Banyak wanita di istana belakang, termasuk keempat selir, sering menggunakan bedak wajah putih, tetapi Rimi tidak menyukainya. Bedak itu terbuat dari mineral, dan dia tidak pernah bisa mengatasi rasa tidak nyaman yang ditimbulkannya di kulitnya. Warnanya seputih gandum, jadi Rimi terkadang bahkan mempertimbangkan untuk menggantinya dengan gandum yang dicampur air. Bahkan ada pria yang mengira itu gandum .
Gandum…? Ya, itu dia, gandum! Rimi bertanya-tanya apakah Koshin sengaja memberikan saran itu padanya, atau hanya kebetulan.
“Terima kasih, Kepala Bagian Makan!” seru Rimi.
“Untuk apa?”
Koshin sedang dalam suasana hati yang buruk seperti biasanya, tetapi Rimi tersenyum bahagia. Dia segera mulai menggeledah dapur untuk mencari gandum. Dia menemukannya, serta sup ayam jitang yang sudah disiapkan sebelumnya
Dia mengeluarkan berbagai peralatan masak dan memotong jamur menjadi potongan-potongan yang lebih kecil dari butiran beras. Dia menaruh sepanci air di atas kompor dan merebusnya hingga mendidih. Dia memasukkan gandum ke dalam panci besar dan mencampurnya dengan air, lalu menambahkan jamur yang telah dicincang halus ke dalam campuran tersebut.
Kemudian, ia meletakkan panci kosong di atas kompor lain, memanaskan sedikit minyak wijen yang harum di dalamnya, dan menambahkan daun bawang, jahe, dan bawang putih untuk menambah aroma. Saat ia menuangkan jitang yang telah ia temukan ke dalam panci sekaligus, air bereaksi dengan minyak wijen dan terlempar dengan suara yang keras. Namun Rimi terus menuangkan air sementara minyak yang harum mengapung di atas jitang.
Sambil jitang masih berada di atas kompor, Rimi menuangkan campuran gandum, air, dan jamur ke dalam air yang mendidih di dalam panci di atas kompor pertama.
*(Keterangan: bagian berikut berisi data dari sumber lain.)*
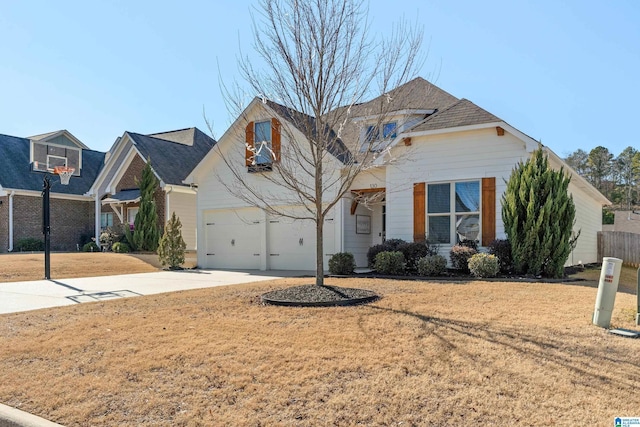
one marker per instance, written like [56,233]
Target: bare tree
[318,63]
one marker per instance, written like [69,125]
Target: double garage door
[249,239]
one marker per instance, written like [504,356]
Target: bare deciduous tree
[315,63]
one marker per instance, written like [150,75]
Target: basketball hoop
[65,173]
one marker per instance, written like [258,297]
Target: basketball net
[64,172]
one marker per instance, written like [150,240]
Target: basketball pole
[46,225]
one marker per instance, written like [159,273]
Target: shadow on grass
[582,358]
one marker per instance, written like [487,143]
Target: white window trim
[452,214]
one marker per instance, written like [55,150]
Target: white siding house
[451,161]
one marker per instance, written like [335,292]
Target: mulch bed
[319,296]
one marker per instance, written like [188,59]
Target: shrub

Air itu dipenuhi gelembung putih. Setelah gelembungnya mereda, butiran-butiran transparan tak terhitung jumlahnya dengan bagian tengah berwarna gelap mengapung di permukaan. Butiran-butiran itu mengingatkan pada millet dan tampak seperti mutiara kecil. Rimi mengambilnya dan menuangkan air dingin ke atasnya.
Koshin telah mengamati sampai saat itu, tetapi tiba-tiba dia mundur ke kamarnya sendiri.